Hacker News new | ask | show | jobs
by programmarchy 1308 days ago
I’ve done a bit of PDF wrangling in Python, so figured I’d describe the lay of the land.

PyPDF [1] is great for reading and writing PDF files, especially dealing with pages, but it’s not great for generating paths, shapes, graphics, etc.

However, reportlab [2] has a great API for generating those things, but is lacking in the file IO and page management department. But the content streams it generates can be plugged into PyPDF pretty easily.

Finally, there’s pdfplumber which does an amazing job of parsing tabular data from PDF structures, and pytesseract which can perform OCR on PDFs that are actually just image data rather than structured data.

There’s not really a one-stop-shop for PDFs, but some pretty good tools that can be combined to get the job done.

Will be curious to see how this project develops!

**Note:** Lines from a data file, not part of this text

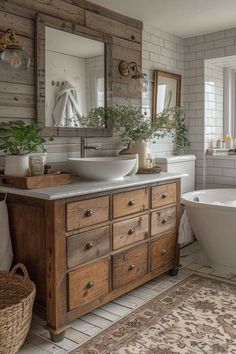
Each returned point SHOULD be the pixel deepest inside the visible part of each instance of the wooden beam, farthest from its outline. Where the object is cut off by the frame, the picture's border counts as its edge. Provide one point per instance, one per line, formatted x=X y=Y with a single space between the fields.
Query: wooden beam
x=100 y=10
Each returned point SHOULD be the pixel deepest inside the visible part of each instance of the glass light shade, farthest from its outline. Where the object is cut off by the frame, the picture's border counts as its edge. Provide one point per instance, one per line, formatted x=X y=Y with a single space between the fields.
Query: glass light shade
x=141 y=84
x=16 y=57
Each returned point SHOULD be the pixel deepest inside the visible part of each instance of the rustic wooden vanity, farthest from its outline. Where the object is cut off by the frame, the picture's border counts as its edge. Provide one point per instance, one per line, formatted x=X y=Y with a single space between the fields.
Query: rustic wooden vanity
x=87 y=243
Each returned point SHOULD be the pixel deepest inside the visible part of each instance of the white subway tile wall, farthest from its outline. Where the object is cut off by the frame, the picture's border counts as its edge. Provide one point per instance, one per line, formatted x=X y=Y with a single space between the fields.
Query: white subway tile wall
x=221 y=172
x=203 y=121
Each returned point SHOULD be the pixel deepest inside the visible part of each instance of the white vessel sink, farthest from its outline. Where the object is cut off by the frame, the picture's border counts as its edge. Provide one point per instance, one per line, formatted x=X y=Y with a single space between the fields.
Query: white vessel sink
x=102 y=168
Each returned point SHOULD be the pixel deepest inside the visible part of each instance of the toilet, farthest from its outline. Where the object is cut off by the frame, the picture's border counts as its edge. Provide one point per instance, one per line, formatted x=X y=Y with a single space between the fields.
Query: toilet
x=183 y=164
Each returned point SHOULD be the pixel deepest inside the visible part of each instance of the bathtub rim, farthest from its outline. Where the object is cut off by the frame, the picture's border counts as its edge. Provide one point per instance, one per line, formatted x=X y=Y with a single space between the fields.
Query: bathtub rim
x=191 y=203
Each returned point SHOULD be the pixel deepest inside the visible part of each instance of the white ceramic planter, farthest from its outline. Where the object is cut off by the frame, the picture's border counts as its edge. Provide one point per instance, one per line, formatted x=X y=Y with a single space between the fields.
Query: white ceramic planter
x=16 y=165
x=141 y=148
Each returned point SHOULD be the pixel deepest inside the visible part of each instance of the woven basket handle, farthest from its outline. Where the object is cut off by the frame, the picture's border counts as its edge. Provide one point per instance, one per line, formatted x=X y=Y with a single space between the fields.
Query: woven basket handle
x=23 y=269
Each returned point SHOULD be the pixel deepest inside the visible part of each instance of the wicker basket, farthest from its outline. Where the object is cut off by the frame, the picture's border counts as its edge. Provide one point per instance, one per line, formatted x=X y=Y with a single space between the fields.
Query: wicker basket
x=17 y=295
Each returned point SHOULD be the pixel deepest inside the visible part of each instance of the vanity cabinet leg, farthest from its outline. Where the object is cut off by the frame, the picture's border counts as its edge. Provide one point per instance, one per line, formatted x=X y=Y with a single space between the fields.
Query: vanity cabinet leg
x=173 y=271
x=57 y=337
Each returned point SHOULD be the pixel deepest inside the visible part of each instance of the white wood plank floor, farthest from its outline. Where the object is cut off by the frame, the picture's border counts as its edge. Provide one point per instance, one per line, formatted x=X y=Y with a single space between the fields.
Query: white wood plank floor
x=84 y=328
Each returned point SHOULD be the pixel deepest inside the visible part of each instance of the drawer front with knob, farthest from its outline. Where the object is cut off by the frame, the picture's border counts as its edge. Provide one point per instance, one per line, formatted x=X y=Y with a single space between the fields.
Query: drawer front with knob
x=130 y=202
x=163 y=251
x=130 y=265
x=163 y=195
x=88 y=283
x=87 y=212
x=163 y=220
x=130 y=231
x=87 y=246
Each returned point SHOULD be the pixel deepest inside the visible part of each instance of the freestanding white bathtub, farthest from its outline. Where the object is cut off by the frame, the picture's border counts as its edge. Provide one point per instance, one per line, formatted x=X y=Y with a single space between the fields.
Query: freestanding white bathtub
x=212 y=214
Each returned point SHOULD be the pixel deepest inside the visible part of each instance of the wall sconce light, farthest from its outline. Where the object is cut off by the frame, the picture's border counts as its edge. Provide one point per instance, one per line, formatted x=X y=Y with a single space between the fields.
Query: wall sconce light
x=12 y=52
x=133 y=69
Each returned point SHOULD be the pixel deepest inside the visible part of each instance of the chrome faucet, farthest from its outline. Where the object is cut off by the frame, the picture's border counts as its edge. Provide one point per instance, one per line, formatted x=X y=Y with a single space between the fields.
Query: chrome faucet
x=84 y=147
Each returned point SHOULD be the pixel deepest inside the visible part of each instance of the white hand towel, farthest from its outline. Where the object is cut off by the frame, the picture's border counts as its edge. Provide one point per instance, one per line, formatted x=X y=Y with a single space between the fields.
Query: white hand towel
x=185 y=230
x=6 y=254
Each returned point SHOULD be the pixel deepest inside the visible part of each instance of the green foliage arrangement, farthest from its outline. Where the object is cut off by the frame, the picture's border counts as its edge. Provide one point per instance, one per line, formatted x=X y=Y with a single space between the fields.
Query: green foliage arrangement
x=17 y=138
x=135 y=126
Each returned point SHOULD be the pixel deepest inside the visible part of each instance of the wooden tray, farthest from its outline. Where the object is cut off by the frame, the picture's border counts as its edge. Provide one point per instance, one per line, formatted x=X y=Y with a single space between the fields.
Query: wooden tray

[1] https://pypi.org/project/PyPDF2/

[2] https://pypi.org/project/reportlab/

2 comments

QPDF is a good C++ library for "content preserving" PDF transformations, and is used by the Python PikePDF library.
I've found out the hard way that boxing/unboxing of PDF primitives to Python is _really_ expensive, so that my workflow has been counter-intuitively quite a lot slower than with PyPDF2.
I had the same experience. Thanks for the summary. Need to read that the next time.